When Josh Taylor’s hand was mysteriously raised in victory following his undisputed lightweight clash with Jack Catterall in February, Sky Sports’ Anna Woolhouse asked a bold question about the contentious decision.
“Is it corruption or incompetence?”
Catterall’s corner went with a rather more direct ‘absolutely disgusting’ after the verdict had been revealed, while some pundits questioned whether or not the fact that the fight took place in Taylor’s home city of Glasgow might have had something to do with the skewed scoring.
Controversial decisions take place in boxing all the time, but very, very few are referred to the police to investigate – as has happened in this Taylor vs Catterall case.
But Sir Lindsay Hoyle, the MP for Chorley, has reported the incident to the authorities, and has confirmed that government ministers are ‘looking into’ the result and any suspected foul play.
“Everyone is disgusted by what’s happened – it brings the sport into disrepute,’ Hoyle said. “I have to question why the judges got it so wrong? I have already sent a letter to the police.
“I also believe that something seriously went on here – whether it was undue influence, one must question why?”
Incredibly, Robert Smith – the chief of the British Boxing Board of Control – admitted that he thought that Catterall had won the fight, but the regulator does not have the power to overturn the decision.
The English lightweight may yet get his rematch with Taylor, albeit probably at catchweight, but even a victory and redemption there would not be enough to overcome a disastrous evening for the integrity of British boxing.
With corruption rife, provably so, in amateur boxing, the question is where does the sport go from here?
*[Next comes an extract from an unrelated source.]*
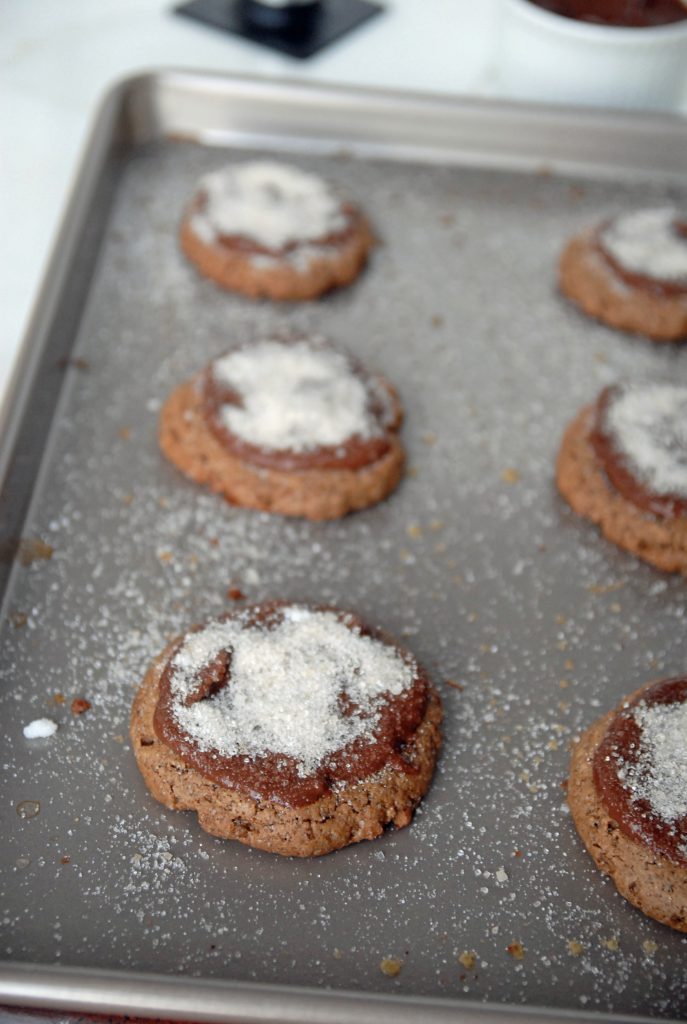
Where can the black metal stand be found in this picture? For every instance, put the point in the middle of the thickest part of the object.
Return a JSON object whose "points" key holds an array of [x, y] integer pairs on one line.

Of course, accusations of foul play on the judges’ scorecards have been around for decades, and the Catterall vs Taylor bout joins this long list of the worst points decisions in boxing history.
Roy Jones Jr vs Park Si-Hun (1988)
We’ll start our rundown in the amateur ranks, with the Olympic Games – sadly – not absolved of potential corruption either.
At the 1988 Olympics, Roy Jones Jr – who would go on to become a four-weight world champion professionally – was a man on the mission. He didn’t lose a single round on his way to the gold medal contest, where he would run into South Korean, and thus home favourite, Park Si-Hun.
What followed was one of the most absurd judges’ decisions in history, as Jones dominated the bout from the first bell, twice administering eight counts on his outmatched opponent and out-landing him 86-32….a monumental difference.
But to the astonishment of everyone, Park was crowned the champion courtesy of the judging of Bob Kasule, Alberto Durán and Hiouad Larbi – who were later accused of corruption and accepting bribes.
At the medal ceremony, Park raised Jones’ hand in victory – a moral one, perhaps, but not one blessed with the gold medal that all Olympians crave.
Lennox Lewis vs Evander Holyfield (1999)
For many, heavyweight boxing remains the biggest draw – especially when two of the best in the business go at it.
Lennox Lewis and Evander Holyfield had the chance to be crowned the undisputed champion after their bout at Madison Square Garden, and yet all that unfolded was one of the undisputed worst decisions in the sport’s archives.
For context, Lewis – a Brit by way of Canada – nearly landed as many punches as Holyfield threw in the whole contest, and in the end the punch count read 348-130 in Lewis’ favour.
Shockingly, one of the judges called the fight as a draw and another, Eugenia Williams, made Holyfield her 115-113 winner. That scoring was so bad that Williams was later indicted and forced to explain herself – and refute accusations of corruption – to a federal grand jury.
All’s well that ends well, perhaps, given that Lewis won their rematch eight months later. But it was another mind-bogglingly dark day for boxing.
Manny Pacquiao vs Timothy Bradley (2012)
According to media reports, at the end of this 2012 bout Timothy Bradley headed over to his corner and disconsolately told his team ‘I tried hard but couldn’t beat the guy.’
Imagine his surprise then when two of the judges at ringside decided that he had beaten Manny Pacquaio in their Las Vegas welterweight clash – despite the Filipino, who many felt was amongst the pound-for-pound best in the world at the time, landing nearly 100 more punches and 82 more ‘power’ shots.
A subsequent investigation by the WBO, who pulled together five veteran judges, found that Pacquiao indeed should have won by a wide margin, and the mystery of one of the strangest points decisions in boxing lives on.